Re: [PATCH 15/17] cgroup/drm: Expose GPU utilisation

From: Tejun Heo
Date: Tue Jul 25 2023 - 17:44:19 EST


Hello,

On Tue, Jul 25, 2023 at 03:08:40PM +0100, Tvrtko Ursulin wrote:
> > Also, shouldn't this be keyed by the drm device?
>
> It could have that too, or it could come later. Fun with GPUs that it not
> only could be keyed by the device, but also by the type of the GPU engine.
> (Which are a) vendor specific and b) some aree fully independent, some
> partially so, and some not at all - so it could get complicated semantics
> wise really fast.)

I see.

> If for now I'd go with drm.stat/usage_usec containing the total time spent
> how would you suggest adding per device granularity? Files as documented
> are either flag or nested, not both at the same time. So something like:
>
> usage_usec 100000
> card0 usage_usec 50000
> card1 usage_usec 50000
>
> Would or would not fly? Have two files along the lines of drm.stat and drm.dev_stat?

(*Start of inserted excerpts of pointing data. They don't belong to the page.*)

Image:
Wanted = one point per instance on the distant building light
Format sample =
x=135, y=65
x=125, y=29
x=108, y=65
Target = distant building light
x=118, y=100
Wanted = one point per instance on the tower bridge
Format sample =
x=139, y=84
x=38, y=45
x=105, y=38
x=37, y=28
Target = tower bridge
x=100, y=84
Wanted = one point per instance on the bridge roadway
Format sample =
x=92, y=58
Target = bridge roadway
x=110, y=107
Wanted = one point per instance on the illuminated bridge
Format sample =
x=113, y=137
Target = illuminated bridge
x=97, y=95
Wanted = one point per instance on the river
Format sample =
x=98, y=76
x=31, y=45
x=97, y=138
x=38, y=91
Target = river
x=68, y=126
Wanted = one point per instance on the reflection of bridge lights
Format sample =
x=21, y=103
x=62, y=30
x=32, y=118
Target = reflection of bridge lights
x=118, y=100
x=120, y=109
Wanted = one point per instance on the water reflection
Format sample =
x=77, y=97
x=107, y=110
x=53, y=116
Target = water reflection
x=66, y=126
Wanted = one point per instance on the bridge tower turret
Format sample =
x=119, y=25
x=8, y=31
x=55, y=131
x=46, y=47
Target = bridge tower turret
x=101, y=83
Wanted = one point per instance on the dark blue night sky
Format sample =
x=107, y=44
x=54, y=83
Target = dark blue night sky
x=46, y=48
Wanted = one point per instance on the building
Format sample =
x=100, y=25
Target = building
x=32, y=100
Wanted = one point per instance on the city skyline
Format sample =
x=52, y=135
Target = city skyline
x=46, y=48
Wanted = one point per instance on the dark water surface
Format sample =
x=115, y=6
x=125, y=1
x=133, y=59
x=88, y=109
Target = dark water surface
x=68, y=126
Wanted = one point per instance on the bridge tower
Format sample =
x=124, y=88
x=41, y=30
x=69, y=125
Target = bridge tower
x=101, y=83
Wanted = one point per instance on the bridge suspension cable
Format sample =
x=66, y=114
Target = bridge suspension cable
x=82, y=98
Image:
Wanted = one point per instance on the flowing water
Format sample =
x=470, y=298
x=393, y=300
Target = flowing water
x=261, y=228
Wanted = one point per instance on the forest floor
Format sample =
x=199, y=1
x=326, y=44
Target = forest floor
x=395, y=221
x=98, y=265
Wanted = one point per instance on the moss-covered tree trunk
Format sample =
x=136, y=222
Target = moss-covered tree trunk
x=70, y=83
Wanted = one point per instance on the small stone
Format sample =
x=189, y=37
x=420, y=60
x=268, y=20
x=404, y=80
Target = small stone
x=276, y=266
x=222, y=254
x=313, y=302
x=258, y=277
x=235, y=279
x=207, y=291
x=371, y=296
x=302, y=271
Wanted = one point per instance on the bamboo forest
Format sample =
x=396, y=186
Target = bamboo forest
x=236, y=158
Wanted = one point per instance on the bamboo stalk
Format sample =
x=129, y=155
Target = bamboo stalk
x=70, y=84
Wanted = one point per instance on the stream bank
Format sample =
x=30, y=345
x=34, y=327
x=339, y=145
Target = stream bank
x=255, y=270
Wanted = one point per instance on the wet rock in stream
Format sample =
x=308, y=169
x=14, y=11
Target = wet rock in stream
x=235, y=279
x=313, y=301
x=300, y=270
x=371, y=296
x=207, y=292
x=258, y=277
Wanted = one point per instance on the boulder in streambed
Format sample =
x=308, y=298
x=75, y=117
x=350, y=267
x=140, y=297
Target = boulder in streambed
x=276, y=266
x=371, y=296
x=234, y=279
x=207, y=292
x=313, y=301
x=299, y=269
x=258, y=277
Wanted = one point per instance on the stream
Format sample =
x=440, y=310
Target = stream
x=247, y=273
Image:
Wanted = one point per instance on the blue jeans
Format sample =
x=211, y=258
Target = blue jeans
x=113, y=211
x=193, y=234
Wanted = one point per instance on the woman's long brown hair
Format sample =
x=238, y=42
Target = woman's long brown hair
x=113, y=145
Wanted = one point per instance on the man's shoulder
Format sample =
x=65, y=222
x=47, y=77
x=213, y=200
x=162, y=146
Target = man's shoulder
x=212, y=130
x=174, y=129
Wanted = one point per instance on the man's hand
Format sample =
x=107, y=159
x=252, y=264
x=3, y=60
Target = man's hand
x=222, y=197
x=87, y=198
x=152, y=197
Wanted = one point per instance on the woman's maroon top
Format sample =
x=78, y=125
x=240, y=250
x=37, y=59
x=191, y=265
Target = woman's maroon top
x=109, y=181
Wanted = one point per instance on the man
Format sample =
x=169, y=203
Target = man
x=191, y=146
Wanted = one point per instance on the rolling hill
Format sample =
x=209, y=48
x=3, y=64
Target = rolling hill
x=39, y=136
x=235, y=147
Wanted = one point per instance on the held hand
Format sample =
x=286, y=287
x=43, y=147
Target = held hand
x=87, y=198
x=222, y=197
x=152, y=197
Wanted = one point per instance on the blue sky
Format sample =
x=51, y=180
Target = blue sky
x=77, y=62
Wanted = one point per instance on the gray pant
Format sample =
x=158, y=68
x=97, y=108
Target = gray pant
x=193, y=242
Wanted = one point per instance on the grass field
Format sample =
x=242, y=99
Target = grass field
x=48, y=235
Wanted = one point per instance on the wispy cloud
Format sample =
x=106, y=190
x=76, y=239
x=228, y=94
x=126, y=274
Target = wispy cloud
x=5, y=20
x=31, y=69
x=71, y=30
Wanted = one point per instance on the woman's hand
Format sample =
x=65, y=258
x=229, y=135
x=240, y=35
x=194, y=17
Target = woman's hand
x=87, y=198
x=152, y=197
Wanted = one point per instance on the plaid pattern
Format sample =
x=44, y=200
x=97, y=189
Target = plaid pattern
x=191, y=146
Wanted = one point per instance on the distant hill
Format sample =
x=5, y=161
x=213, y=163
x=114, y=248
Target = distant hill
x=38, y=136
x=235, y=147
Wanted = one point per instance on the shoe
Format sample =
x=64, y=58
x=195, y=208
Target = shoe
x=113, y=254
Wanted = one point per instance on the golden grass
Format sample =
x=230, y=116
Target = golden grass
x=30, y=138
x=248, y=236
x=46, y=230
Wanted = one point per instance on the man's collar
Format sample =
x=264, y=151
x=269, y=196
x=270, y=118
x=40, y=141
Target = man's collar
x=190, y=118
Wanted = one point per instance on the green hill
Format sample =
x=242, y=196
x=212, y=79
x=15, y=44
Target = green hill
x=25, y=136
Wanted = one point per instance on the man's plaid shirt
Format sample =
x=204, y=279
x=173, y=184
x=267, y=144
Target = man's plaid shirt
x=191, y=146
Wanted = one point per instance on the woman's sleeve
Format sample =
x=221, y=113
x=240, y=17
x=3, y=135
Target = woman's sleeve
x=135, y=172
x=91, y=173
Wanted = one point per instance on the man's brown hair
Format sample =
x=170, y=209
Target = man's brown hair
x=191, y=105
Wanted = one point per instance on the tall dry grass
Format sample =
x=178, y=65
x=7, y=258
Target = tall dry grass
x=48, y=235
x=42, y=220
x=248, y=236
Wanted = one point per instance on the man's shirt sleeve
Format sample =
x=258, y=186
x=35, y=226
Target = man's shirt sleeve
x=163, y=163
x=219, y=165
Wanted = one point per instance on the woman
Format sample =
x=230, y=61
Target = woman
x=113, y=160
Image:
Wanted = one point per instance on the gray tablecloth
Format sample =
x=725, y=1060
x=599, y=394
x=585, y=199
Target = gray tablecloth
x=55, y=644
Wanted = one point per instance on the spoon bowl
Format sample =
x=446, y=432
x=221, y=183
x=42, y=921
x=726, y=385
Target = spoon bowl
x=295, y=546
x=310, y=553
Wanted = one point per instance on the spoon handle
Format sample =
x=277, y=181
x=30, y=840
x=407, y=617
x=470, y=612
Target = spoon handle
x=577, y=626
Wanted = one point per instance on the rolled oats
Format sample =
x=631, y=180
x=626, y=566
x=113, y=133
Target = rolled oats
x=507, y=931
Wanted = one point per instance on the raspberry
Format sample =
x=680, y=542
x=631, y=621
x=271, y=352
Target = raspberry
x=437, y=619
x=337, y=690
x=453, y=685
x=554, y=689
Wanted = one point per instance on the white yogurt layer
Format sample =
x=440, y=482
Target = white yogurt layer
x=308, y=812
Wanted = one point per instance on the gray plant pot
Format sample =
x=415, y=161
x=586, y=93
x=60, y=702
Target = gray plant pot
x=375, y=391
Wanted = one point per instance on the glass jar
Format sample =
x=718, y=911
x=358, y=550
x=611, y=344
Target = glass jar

Please follow one of the pre-defined formats. If you want to have card
identifier and field key, it should be a nested keyed file like io.stat.

> While on this general topic, you will notice that for memory stats I have
> _sort of_ nested keyed per device format, for example on integrated Intel
> GPU:
>
> $ cat drm.memory.stat
> card0 region=system total=12898304 shared=0 active=0 resident=12111872 purgeable=167936
> card0 region=stolen-system total=0 shared=0 active=0 resident=0 purgeable=0
>
> If one a discrete Intel GPU two more lines would appear with memory
> regions of local and local-system. But then on some server class
> multi-tile GPUs even further regions with more than one device local
> memory region. And users do want to see this granularity for container use
> cases at least.
>
> Anyway, this may not be compatible with the nested key format as
> documented in cgroup-v2.rst, although it does not explicitly say.
>
> Should I cheat and create key names based on device and memory region name
> and let userspace parse it? Like:
>
> $ cat drm.memory.stat
> card0.system total=12898304 shared=0 active=0 resident=12111872 purgeable=167936
> card0.stolen-system total=0 shared=0 active=0 resident=0 purgeable=0

Yeah, this looks better to me. If they're reporting different values for the
same fields, they're separate keys.

Thanks.

--
tejun